Am 9. August 2025, um 12 Uhr, fand am Boulevard oberhalb der Koreastraße 2 die Trauerfeier für den im Alter von 87 Jahre am 24. Juli 2025 verstorbenen Designer Peter Schmidt statt. Über Peter Schmidt und sein gestalterisches Genie sprachen in sehr ergreifenden Reden Isabella Vertes-Schütter und Sonja Lahnstein. Über ihn als Kollegen und Lehrmeister äußerten sich in sehr berührender Weise Marcel Zandee und Norbert Möller. Musikalisch unterlegt war die Feier mit Musikbeiträgen. Sönke Tams Freier sag von Carl Loewe das Lied „Die Uhr“ sowie die erste und letzte Strophe der „Winterreise“ von Franz Schubert, er wurde begleitet durch Henriette Zahn.
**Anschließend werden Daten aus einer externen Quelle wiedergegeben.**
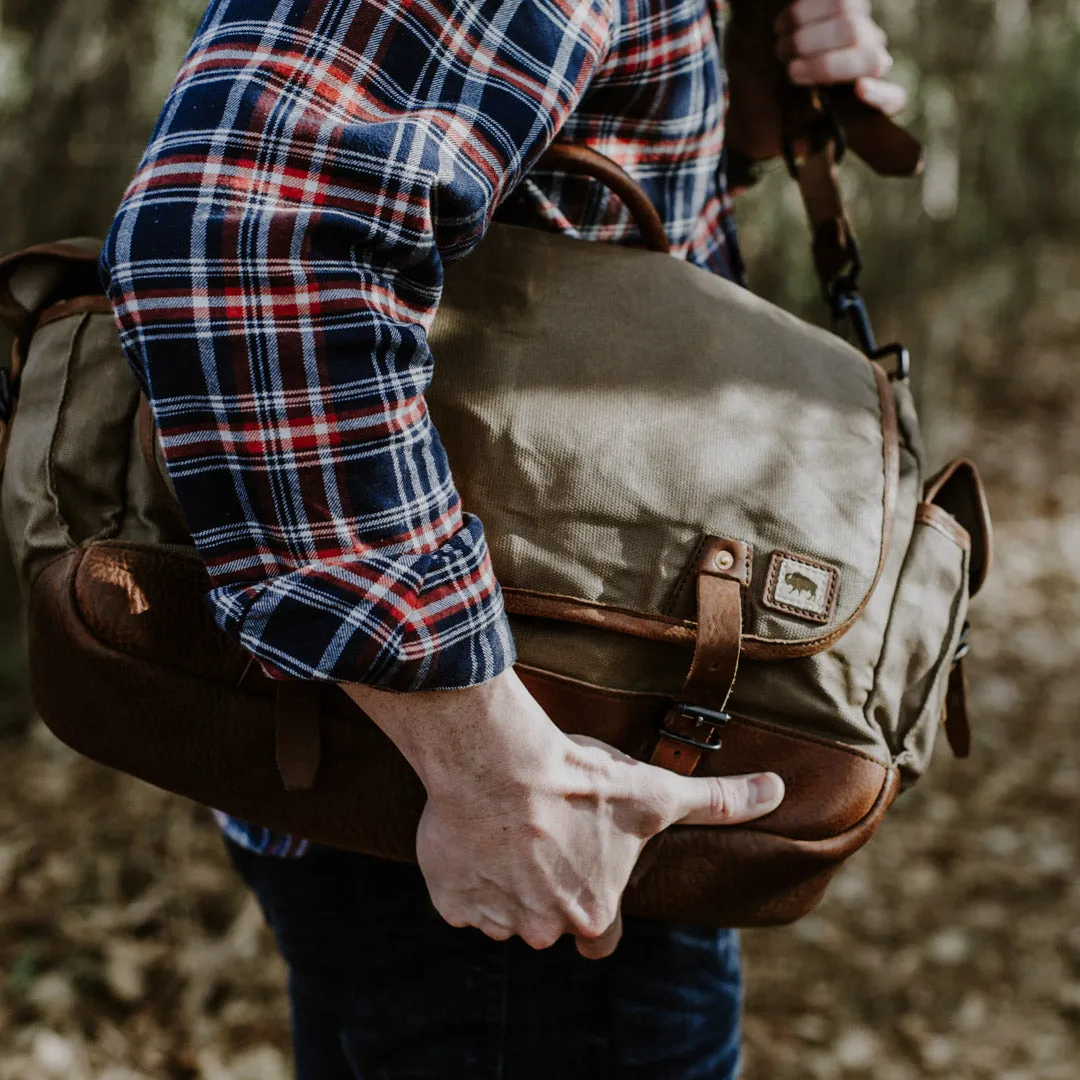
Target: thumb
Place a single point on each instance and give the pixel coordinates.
(728, 800)
(887, 97)
(598, 948)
Die koreanische Konzertpianistin Seungyeon Lee spielte das Impromptus Nr. 3 op. 90 von Franz Schubert und schloss die Trauerfeier schließlich ab mit der von Franz Liszt komponierten Klavierversion von Richard Wagner „Isoldes Liebestod“. Einen Ausschnitt aus der Vorprobe des Wagner-Stücks durch Seungyeon Lee veröffentlichen wir auf unserer Homepage (Strate und Ventzke) und bei Instagram. Einige Nebengeräusche, die bei einem Auftritt im Freien vorkommen, ließen sich leider nicht gänzlich vermeiden.
 
Hier meine Rede zum Gedenken an Peter Schmidt auf den folgenden beiden Seiten.
 
Gerhard Strate, am 11. August 2025


Lieber Tobias, lieber Kevin, liebe Trauergäste!
 
Wir nehmen Abschied von Peter Schmidt.
 
Es sei Gottes Grimm, lässt uns Luther im 90. Psalm lesen, „dass wir so plötzlich dahin müssen“. Dieser Grimm offenbart sich stets zur Unzeit. Das gilt selbst dann, wenn körperliche Schwächen dem eigenen Wirken Grenzen setzen. Das Bild von Peter Schmidt, das wir in uns tragen, gerade auch bei dieser Feier, ist das einen Menschen von seelischer Stärke, getragen von unendlichem Ideenreichtum und unerschöpflicher Gestaltungskraft. Er hat seinen Lebensbogen durchschritten mit Enthusiasmus und Ausstrahlung. Sein Ende zeigt nicht das Dunkel der Nacht, sondern die zauberhafte Leuchtkraft des Abendrots.
 
Das ist eine Stimmungslage, in der man sich nicht wundern würde, wenn zwölf Falken plötzlich zu fliegen begönnen, um dem am Abend verschwindenden Sonnenlicht nachzueilen. Ihre kraftvolle Bewegung dürfte Peter Schmidt vor Augen gehabt haben, als er vor gut zwanzig Jahren plötzlich zweier japanischer Paravents ansichtig wurde, auf denen jeweils gerahmt sechs Falken unterschiedlicher Art und Farbe abgebildet waren. 
 
Die Falken haben ein Stockwerk tiefer, im „Strauchs Falco“, eine dauerhafte Heimstatt gefunden, nachdem Peter sie auf einer Auktion in London ersteigert hatte. Die Schönheit dieser Falken-Bilder ist ein Faszinosum. Sie dürften für Peter Schmidt eine Quelle der Inspiration gewesen sein. Ihre Schönheit war aber nicht nur die ihres auf den Bildern angedeuteten Flügelschlags. Sie war auch eingebettet in kulturelle Überlieferung. In verschiedenen Kulturen und Zeiträumen waren Falken Symbole für Macht, Mut und Freiheit. Vor allem Mut und Freiheit waren Peter Schmidt zur zweiten Natur geworden: Hierfür liefert seine unendlich schöpferische Gestaltungsfreude zahllose Beispiele. Viele von Ihnen sind in dem wunderbaren Band „Inszenierte Welten – Der Gestalter Peter Schmidt“, erschienen in der Collection Rolf Heyne, geschildert und bebildert. Ich will nur eines davon ansprechen.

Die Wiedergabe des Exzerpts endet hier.